Marina,aquela mesma que um dia se pintou,estava deitada com o amante na larga cama de casal, naquele inicio de uma noite fresca de outono,não só pintando como bordando,numa cavalgada morro acima ,morro abaixo,com uma fúria de cossacos.
Tudo ia bem, não fosse o raio do portão.
Ela se levantou,preguiçosa,enrolada num lençol e falou,a voz alterada:
-Meu marido!Depressa, não vista nada e fique em pé,ali,naquele canto.Sim,aí,ao lado da cortina.
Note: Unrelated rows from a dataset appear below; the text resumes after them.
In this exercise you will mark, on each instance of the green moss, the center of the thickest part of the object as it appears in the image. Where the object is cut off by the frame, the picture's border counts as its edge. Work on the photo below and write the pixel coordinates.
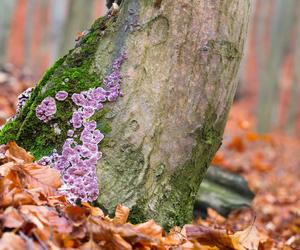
(72, 73)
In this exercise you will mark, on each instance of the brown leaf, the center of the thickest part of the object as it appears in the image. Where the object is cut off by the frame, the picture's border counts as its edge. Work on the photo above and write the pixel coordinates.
(150, 228)
(248, 238)
(78, 215)
(213, 238)
(46, 178)
(121, 215)
(11, 241)
(90, 245)
(95, 211)
(18, 154)
(11, 218)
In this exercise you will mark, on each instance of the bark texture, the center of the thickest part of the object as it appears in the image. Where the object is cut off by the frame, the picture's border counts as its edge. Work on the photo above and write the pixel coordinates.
(180, 79)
Num instante, cobriu o corpo do amante com um óleo perfumado e tascou-lhe talco por cima.
Ainda exigiu que ele dobrasse o joelho,numa pose harmônica e levantada a mão,como foi sugerido,segurasse uma tijelinha de frutas.
O marido entra, assoviando um tango conhecido,beija a mulher com um ar distraído,dá de frente com a estátua e pergunta:
-O que é isso!?
-Uma réplica de um escultor famoso. Vi na casa dos Silveira,uma vez e adorei.Comprei para enfeitar nosso quarto.
As mulheres!Tranqüila,calma,como se nada tivesse acontecido foi se deitar.
Até o comecinho da madrugada ninguém falou mais na estátua.
A mulher logo caiu no sono dos justos e o marido, como fazia todas as santas noites,depois de um soninho leve,saiu devagar do quarto e foi ver televisão.
Daí há poucos minutos desceu,foi até a cozinha,fez um suculento sanduíche,abriu uma latinha de cerveja long-neck e voltou ao quarto.Na ponta dos pés.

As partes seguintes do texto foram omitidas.